In this post, we are going to solve Maths Equation DSA Problem from Tiktok Singapore, Online Assessments conducted on Septemeber,2022. Let’s have a look at the problem statement first and then try to solve the problem.

## Maths Equation DSA Problem Statement

Ram is having a maths exam tomorrow but today he is stuck in a problem that was related to maths equations. So he needs your help to solve the equation. Below is the equation that Ram is facing a problem to solve.

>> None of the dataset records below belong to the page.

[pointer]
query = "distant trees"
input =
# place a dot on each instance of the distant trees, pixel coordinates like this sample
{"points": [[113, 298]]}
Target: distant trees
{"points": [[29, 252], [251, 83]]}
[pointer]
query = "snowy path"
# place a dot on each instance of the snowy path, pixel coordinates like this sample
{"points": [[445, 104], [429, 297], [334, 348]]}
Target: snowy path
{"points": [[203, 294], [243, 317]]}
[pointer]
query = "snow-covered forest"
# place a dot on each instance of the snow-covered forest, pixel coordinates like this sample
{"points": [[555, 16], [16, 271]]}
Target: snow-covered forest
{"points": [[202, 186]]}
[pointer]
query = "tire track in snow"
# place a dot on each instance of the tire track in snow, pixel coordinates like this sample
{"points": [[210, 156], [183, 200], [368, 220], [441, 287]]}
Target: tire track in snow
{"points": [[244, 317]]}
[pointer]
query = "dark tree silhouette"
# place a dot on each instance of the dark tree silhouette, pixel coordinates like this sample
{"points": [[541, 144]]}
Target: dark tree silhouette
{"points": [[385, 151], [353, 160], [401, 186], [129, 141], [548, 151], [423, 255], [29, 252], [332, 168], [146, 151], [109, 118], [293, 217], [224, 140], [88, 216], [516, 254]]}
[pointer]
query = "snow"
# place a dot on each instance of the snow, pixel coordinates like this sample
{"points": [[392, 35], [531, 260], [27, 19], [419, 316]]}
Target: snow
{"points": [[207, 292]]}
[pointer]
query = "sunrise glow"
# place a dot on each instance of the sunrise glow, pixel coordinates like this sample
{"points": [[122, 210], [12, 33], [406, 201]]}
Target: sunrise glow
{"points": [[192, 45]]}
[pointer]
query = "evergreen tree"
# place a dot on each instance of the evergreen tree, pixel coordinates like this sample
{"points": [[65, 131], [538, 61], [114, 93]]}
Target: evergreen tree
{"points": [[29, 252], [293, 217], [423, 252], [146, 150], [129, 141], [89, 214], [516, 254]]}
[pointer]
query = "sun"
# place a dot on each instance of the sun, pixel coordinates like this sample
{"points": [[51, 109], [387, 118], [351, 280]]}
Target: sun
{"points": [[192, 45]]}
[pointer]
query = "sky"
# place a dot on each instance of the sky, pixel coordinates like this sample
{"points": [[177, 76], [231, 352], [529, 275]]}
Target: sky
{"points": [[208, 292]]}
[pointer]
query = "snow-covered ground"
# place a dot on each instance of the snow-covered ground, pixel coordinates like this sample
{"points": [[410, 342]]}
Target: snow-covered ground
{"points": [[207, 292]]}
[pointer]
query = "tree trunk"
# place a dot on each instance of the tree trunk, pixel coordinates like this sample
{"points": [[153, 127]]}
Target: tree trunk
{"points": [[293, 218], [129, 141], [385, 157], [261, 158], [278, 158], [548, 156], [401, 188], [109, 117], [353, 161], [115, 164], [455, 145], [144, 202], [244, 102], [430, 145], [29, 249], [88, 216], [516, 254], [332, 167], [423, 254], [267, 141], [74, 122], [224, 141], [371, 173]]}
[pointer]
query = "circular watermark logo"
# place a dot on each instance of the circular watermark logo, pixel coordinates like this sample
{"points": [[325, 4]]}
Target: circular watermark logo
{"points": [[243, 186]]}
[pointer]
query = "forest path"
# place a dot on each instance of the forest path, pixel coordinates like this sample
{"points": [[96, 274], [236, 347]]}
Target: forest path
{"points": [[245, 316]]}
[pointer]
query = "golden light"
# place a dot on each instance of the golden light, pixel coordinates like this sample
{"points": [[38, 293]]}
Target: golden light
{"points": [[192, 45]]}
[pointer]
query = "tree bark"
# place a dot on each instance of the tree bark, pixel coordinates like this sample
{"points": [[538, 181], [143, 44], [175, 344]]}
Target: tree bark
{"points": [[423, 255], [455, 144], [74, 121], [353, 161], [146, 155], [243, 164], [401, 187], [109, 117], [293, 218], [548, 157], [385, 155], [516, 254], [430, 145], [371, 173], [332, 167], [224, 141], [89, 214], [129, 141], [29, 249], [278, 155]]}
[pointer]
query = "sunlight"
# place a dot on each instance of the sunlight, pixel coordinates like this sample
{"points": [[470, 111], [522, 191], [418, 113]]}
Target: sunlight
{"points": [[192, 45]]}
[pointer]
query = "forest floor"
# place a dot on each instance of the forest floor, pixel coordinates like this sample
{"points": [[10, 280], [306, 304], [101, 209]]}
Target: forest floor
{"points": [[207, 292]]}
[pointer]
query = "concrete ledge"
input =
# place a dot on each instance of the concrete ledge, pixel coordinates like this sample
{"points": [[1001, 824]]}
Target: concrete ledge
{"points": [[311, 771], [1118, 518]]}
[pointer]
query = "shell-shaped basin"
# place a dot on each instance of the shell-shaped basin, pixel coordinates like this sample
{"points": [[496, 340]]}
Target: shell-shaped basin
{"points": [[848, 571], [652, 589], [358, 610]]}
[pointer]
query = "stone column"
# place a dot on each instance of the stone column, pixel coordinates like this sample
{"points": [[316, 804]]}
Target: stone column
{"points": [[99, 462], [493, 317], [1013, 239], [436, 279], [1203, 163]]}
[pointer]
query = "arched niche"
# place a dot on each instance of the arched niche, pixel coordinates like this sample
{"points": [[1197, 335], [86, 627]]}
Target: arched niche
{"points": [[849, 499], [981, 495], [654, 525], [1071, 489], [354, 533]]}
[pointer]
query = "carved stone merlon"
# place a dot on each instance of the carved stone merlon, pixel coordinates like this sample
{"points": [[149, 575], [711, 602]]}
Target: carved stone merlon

$$(A\ast X)\mathrm{\%}N=R$$

Help Ram to solve this equation by finding the minimum value of X. You are given A, R, N or print -1 if no answer exists.

The first line of the test case contains a three integer A, R, N (

$1\le A\le R\le N\le {10}^{1}8$) — the integer value of the equation.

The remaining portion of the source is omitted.